Happy Monday, folks, and welcome to the Weekly Video Games Thread!
Last week, Nintendo released an update to Mario Kart World that brings back my favorite form of Battle Mode, Bob-Omb Blast. It’s something I’ve wanted for the game for a while, and true to form, it’s very fun. Everyone having an extra balloon keeps you from repeatedly getting knocked out, and the normally lovely aesthetic changes World brought to the table work very well.
However, the most interesting thing about it is that it, and I’m guessing this is deliberate, fully ruins the strategy I’d been using for eight years in Mario Kart 8 Deluxe. In that game, I’d act like a carpet bomber. I would grab tons of bombs, wait to see a few players driving together, and run through, dropping them all behind me in a rush. It was fun! It’s also… not really an ideal method of playing in multiplayer, at least from a creative perspective. It’s both super defensive and disengaged, it feels cool but limits one-on-one interaction, and the only real defense against it is to wait for the yutz to run out of bombs. I had fun playing this way in Deluxe, and I’ll probably continue to use this strategy whenever I play it next, but this is very much a “dominant strategy,” the kind of unstoppable method of gaming that makes high level play both fun and extremely boring. It’s Melee players only bothering with Fox, Falco, and Sheik. It’s the most overpowered gun in any given Call of Duty.

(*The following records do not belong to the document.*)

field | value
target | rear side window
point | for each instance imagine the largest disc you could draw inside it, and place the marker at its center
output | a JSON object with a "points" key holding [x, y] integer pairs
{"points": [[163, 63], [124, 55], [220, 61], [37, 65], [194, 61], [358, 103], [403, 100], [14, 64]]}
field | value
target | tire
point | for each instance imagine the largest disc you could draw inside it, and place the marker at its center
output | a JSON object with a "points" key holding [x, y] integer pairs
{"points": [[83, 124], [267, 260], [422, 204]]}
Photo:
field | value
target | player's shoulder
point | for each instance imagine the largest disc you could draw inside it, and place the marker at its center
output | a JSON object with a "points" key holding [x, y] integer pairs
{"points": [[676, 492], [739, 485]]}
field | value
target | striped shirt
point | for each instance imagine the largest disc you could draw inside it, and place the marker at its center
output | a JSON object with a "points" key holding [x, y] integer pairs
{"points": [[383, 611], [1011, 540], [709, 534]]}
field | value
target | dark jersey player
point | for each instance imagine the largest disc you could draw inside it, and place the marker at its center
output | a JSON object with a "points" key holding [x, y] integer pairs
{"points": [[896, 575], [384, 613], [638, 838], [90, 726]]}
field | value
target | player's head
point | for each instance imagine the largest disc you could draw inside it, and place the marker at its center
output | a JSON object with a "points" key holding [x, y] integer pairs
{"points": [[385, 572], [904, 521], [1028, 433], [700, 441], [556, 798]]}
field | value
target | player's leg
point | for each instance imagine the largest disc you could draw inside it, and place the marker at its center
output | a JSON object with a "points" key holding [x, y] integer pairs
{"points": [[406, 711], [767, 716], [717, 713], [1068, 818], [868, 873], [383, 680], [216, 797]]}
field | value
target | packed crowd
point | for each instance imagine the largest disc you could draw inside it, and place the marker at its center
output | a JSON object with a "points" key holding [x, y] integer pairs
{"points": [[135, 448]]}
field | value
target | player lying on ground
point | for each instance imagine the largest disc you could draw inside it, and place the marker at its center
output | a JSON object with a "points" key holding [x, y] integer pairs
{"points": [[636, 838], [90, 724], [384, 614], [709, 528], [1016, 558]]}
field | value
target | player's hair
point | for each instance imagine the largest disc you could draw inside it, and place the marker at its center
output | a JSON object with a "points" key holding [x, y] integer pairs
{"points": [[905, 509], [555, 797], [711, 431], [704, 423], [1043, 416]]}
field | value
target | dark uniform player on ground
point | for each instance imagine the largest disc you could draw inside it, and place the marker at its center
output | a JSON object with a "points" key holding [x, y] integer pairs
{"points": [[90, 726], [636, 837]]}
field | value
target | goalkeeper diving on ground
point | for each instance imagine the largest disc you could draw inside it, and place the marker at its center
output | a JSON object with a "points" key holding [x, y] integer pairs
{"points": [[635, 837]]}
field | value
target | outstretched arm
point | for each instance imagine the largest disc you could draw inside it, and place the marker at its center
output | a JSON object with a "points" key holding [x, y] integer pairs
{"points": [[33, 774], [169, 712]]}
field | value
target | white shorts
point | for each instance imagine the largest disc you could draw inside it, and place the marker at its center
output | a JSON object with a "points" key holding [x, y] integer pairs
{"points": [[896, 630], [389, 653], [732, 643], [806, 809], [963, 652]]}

World, appropriately, does just enough to fix this through two things: the levels and the Bob-Oms themselves. In all versions of Bob-Omb Blast, the bombs you throw in front of you explode when they land, while the bombs you drop behind stand until either a few seconds or when someone drives into them. In Deluxe, the bombs’ range is really big, so you don’t really need a ton of skill, planning, or knowledge for them to be useful. In World (and this might be true across the board, but I’m cool and don’t bother looking behind me in Mario Kart), the range is very small. It’s not too small for this to be useful ever, and you can definitely plan for it, but I very quickly realized that my strategy wasn’t applicable, especially not on much larger courses than the ones in Deluxe. I’ve had to play far more actively, running other racers down and not waiting for them to come to me. And while that rush I loved isn’t there, I think the experience is more interesting as a result. To put simply, I’m trying a lot harder now, and it’s made the experience more engaging.
Oddly enough, I’m already seeing another example of this in Batman: Arkham City, which I’ve started replaying. The Predator Mode in that game is a bit more challenging than the one in Arkham Asylum, due to levels, enemies, and overall conditions that don’t allow you to just string up half a dozen goons from gargoyles. See, balancing is a wildly complex topic in game design for both single and multiplayer games. So for today’s prompt, I’d like you to tell me of a time when a game fixed a dominant strategy in a way that added to the experience. I’m more interested in the positives examples today. Maybe that’s because Arkham City also has a couple of bad examples, too.
Anyway, what did you play this weekend?